This point was recently highlighted by Foxtons, which polled a thousand landlords and found that, while most were relaxed about the prospect of a Labour government – mostly likely because it couldn’t be worse for them than the previous 14 years of Tory policy making – 63% said they were concerned that Labour would U-turn on its promises not to bring in rent controls within England. Incidentally, the damage that the Tories did to the private rented sector also came out in the poll – just 9% agreed strongly that the ‘party supports the sector’.

Rent controls remain popular among tenant rights campaigners, many of whom use inflammatory language about rent rises – to give you a flavour the London Renters Union recently said “estate agents and landlords are out of control”, when justifying its call for rent rise restrictions within the capital.

Although I can understand the arguments on both side of the fence, the real problem here is implementation.

 

How will rent controls be implemented?

Rent controls are very difficult to legislate on and even more difficult to regulate on the ground, as Scotland has found out. Its original rent pressure zones, introduced in 2017/18 to great fanfare, have never been operated in any meaningful way.

This is largely because, as the Scottish Government’s own guidance made clear at the time, councils had not only to prove that rents within a pressure zone were racing away, but also evidence that the high rents were causing tenants hardship.

Both these requirements needed substantial data collecting activity locally and also boots on the ground to see how tenants were coping with the rises, both of which are expensive activities for cash-strapped councils. And even the most watered-down rent controls, such as limiting annual rises to official inflation figures, require a level of snooping that many people and politicians are not comfortable with.

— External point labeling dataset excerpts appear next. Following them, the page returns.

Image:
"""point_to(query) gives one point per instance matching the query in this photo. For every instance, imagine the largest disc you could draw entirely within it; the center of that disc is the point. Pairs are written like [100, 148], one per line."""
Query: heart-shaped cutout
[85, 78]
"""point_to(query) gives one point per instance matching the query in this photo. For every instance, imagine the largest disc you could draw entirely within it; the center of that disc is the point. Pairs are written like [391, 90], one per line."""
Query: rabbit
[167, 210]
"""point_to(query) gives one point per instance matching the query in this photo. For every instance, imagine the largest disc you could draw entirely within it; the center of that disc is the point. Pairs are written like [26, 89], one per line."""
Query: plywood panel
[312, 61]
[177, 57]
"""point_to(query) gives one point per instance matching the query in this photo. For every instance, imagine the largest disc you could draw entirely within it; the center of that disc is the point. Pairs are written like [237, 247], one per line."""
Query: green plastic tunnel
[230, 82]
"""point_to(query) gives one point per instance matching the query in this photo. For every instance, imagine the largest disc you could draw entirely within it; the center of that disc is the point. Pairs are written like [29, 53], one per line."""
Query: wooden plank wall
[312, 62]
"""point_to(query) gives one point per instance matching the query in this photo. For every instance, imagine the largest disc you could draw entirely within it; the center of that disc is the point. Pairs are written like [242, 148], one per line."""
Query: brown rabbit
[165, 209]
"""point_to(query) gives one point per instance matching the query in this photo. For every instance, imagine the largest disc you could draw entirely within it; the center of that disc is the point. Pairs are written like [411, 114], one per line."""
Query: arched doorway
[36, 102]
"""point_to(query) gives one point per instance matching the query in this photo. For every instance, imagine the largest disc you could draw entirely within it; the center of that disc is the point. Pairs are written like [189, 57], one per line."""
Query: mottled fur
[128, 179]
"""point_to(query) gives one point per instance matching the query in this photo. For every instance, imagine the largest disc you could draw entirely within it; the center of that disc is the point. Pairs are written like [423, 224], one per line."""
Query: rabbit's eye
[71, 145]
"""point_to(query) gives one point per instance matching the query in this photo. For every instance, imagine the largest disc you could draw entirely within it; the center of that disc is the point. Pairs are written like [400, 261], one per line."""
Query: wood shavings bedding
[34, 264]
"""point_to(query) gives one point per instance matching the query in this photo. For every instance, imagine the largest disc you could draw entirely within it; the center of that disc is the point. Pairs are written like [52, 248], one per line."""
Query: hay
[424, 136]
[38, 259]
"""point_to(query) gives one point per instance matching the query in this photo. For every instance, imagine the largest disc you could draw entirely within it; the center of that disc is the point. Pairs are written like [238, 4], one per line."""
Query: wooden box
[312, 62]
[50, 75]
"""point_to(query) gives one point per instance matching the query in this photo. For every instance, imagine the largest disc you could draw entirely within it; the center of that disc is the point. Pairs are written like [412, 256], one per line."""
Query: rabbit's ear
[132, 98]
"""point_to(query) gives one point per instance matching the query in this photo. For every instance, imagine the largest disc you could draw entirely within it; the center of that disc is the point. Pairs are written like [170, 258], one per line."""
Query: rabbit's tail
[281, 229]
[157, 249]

For example, the Property Portal – suggested within the now ditched Renters (Reform) Act – did not include rent information but did include EPC and other safety compliance information. My guess is that while it’s one thing to ask landlords to prove their property is safe and ‘decent’ but another to force them to disclose their personal financials to open public scrutiny.

 

Taking all this into consideration, it’s obvious to me that while many landlords may be nervous about Labour’s more ‘market intervention’ instincts, the likelihood of rent controls being introduced is very low and even if they were, the challenges of implementation would bog them down for years. What we need is more rental homes being built, not rent controls.